Midcoast Pizza and More sits on the corner of Washington Street in Bath, directly across the street from the Local S6 union hall where workers would picket.

“The strike definitely impacted our lunch orders the most,” said Smith. “Most of the time BIW didn’t let workers out of the shipyard for lunch and the strikers didn’t come over for lunch either. There were times we didn’t open for lunch because we never got an order.”

She estimated BIW employees make up about 60% of her customer base. Because of this, the strike caused an 80% drop in lunch orders and a 50% drop in overall business. Since the strike ended, those lunch orders from BIW workers have bounced back to where they were before the strike began.

BIW’s Local S6 union, which serves 4,300 of the shipyard’s 6,800 workers, went on strike on June 22 after its members rejected the company’s “last, best and final” proposed contract. The major sticking points throughout the 63-day strike were the company’s initial proposed changes to subcontracting and seniority.

The strike ended on Aug. 23 when union members accepted a new contract with BIW that maintained the status quo for hiring subcontractors and protected seniority privileges for workers.

While Midcoast Pizza and More remained open during the strike, Fiona’s Restaurant, a small restaurant across the street from the shipyard’s south gate on Washington Street, temporarily closed once the strike started because “it didn’t make sense to stay open,” said owner Lisa Fraser.

“BIW is 90% of our business and when they’re not making money, they can’t buy things from us,” she said. “We just hit pause on everything, but we were able to prepare for [the strike] because we heard it was coming.”

Fiona’s Restaurant is known for serving breakfast and lunch to BIW workers from two food trucks allowed inside the shipyard.

Fraser said she was able to rehire all her employees and restart operations the week after the strike ended. Her food trucks are now allowed back in the shipyard but under a strict schedule and other guidelines in order to avoid crowding around the trucks.

“We’re pretty much back to where we were in June,” she said. “Overall we’re very very lucky.”

Although Midcoast Pizza and More and Fiona’s Restaurant are both rebounding, the Cabin, a restaurant on Washington Street in Bath, has yet to see an increase in business since the strike ended according to Laura Colon, general manager of The Cabin.

Colon said the restaurant has seen around a 40% drop in sales, but she didn’t know whether to credit that to the BIW strike or the coronavirus pandemic.

“Business is nothing like it used to be, but we’re holding steady for now,” said Colon. “I don’t think things will be much different until [the state lifts restrictions on restaurants.]”

Colon said she has had to lay off one employee in March, but one since then.

Although the strike ending hasn’t stimulated business yet, Colon said she remains hopeful that things will begin to pick up again “Now that BIW workers all have a job again.”

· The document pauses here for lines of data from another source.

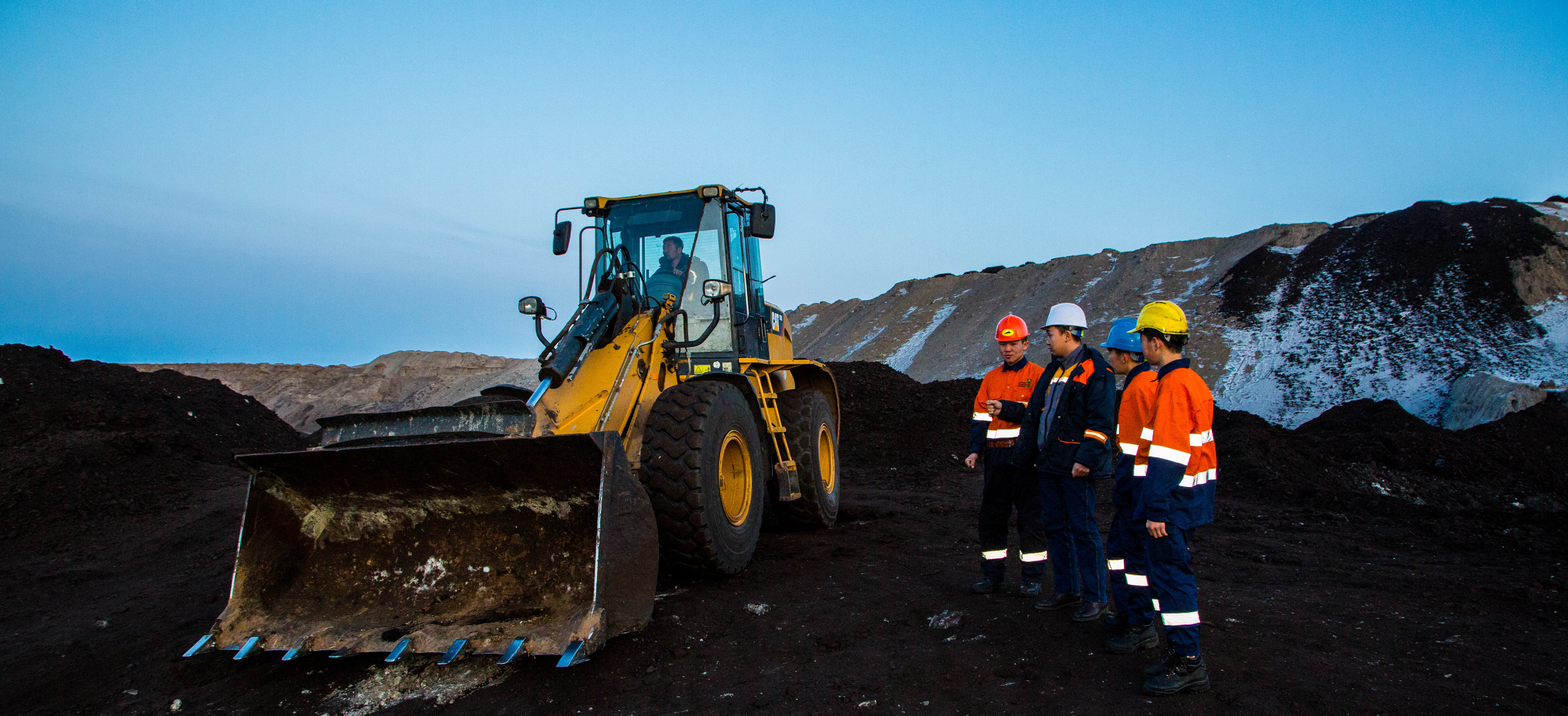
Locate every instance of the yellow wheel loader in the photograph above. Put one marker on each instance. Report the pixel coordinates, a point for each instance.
(669, 419)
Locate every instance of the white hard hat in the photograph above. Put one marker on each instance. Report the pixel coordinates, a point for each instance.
(1067, 316)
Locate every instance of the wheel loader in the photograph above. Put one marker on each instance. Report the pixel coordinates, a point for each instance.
(670, 417)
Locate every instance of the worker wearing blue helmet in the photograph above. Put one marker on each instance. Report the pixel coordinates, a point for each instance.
(1125, 549)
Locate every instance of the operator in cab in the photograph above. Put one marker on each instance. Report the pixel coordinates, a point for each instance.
(675, 270)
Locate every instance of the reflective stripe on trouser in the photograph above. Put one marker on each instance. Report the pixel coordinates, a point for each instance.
(1130, 582)
(1078, 558)
(1006, 489)
(1175, 590)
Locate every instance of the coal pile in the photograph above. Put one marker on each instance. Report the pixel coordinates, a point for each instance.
(120, 508)
(1376, 453)
(901, 427)
(84, 438)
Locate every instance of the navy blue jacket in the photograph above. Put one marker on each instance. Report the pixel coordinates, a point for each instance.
(1084, 424)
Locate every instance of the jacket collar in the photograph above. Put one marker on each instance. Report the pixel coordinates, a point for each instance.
(1174, 366)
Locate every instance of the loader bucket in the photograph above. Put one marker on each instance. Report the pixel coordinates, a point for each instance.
(454, 547)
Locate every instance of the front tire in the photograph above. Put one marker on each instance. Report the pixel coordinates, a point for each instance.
(705, 472)
(813, 436)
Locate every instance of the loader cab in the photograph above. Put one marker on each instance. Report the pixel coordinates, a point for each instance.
(679, 240)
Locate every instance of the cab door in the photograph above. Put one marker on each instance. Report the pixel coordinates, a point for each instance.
(750, 314)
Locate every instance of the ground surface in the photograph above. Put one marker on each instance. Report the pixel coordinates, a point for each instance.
(1319, 593)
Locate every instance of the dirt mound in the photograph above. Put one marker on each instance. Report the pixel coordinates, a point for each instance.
(824, 621)
(902, 427)
(1374, 453)
(84, 436)
(120, 511)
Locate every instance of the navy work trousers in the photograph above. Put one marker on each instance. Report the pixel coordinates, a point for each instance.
(1009, 488)
(1174, 588)
(1126, 566)
(1078, 558)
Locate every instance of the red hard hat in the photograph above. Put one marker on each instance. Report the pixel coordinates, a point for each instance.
(1012, 328)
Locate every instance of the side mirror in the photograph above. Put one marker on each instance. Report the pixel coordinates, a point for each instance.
(763, 220)
(564, 237)
(714, 290)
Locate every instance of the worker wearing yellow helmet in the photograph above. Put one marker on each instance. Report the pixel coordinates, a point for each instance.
(1177, 494)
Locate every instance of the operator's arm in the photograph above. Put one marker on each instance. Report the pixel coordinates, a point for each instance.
(979, 424)
(1100, 400)
(1169, 438)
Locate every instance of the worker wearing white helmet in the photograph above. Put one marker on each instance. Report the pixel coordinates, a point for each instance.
(1065, 431)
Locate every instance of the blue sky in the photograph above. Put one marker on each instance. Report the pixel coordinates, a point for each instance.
(291, 182)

Although business reports in the South End of Bath are mixed Marc Meyers, Bath assistant city manager said “there’s a little more life” in downtown Bath since the strike ended.

“When you have more than 4,000 employees who are no longer working, the businesses in the area are going to be affected by that,” said Meyers. “The strike was just an added blow to businesses in addition to the pandemic.”

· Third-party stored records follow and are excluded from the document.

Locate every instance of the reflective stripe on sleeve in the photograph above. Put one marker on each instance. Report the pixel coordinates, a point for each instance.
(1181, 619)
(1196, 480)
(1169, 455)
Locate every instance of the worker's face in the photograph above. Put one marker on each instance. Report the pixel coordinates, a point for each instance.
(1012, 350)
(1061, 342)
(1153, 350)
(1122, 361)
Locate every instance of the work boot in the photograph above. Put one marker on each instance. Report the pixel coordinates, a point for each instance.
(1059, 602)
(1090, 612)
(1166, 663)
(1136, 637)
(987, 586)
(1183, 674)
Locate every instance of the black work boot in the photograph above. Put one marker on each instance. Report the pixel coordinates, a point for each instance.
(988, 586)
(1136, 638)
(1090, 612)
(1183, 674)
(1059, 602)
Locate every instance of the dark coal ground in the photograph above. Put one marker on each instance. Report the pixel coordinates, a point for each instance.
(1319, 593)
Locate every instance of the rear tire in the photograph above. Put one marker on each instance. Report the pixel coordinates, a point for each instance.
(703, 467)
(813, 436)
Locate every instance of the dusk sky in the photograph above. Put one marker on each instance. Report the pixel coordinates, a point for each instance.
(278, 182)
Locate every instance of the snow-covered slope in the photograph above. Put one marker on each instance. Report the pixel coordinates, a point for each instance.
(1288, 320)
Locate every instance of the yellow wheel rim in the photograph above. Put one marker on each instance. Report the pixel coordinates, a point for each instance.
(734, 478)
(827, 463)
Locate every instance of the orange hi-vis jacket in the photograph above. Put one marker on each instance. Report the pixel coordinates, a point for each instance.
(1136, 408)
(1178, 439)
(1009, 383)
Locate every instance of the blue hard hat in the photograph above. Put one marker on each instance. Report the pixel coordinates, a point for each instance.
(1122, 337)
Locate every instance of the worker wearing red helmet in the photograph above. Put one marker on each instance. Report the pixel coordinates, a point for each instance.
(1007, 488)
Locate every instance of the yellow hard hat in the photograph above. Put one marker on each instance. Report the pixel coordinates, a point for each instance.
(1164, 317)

While the strike was brewing Meyers said the city was busy organizing economic relief loans for small local businesses and working on offering expanded pedestrian areas and parklets in downtown Bath to allow businesses to expand operations and draw visitors.

“The city was already looking at what we can do to try to stabilize the economy while recognizing that the strike was just an additional impact on businesses at this time,” said Meyers. “Now we’re seeing more activity in the downtown and adjusting back into normal times as best we can during a pandemic.”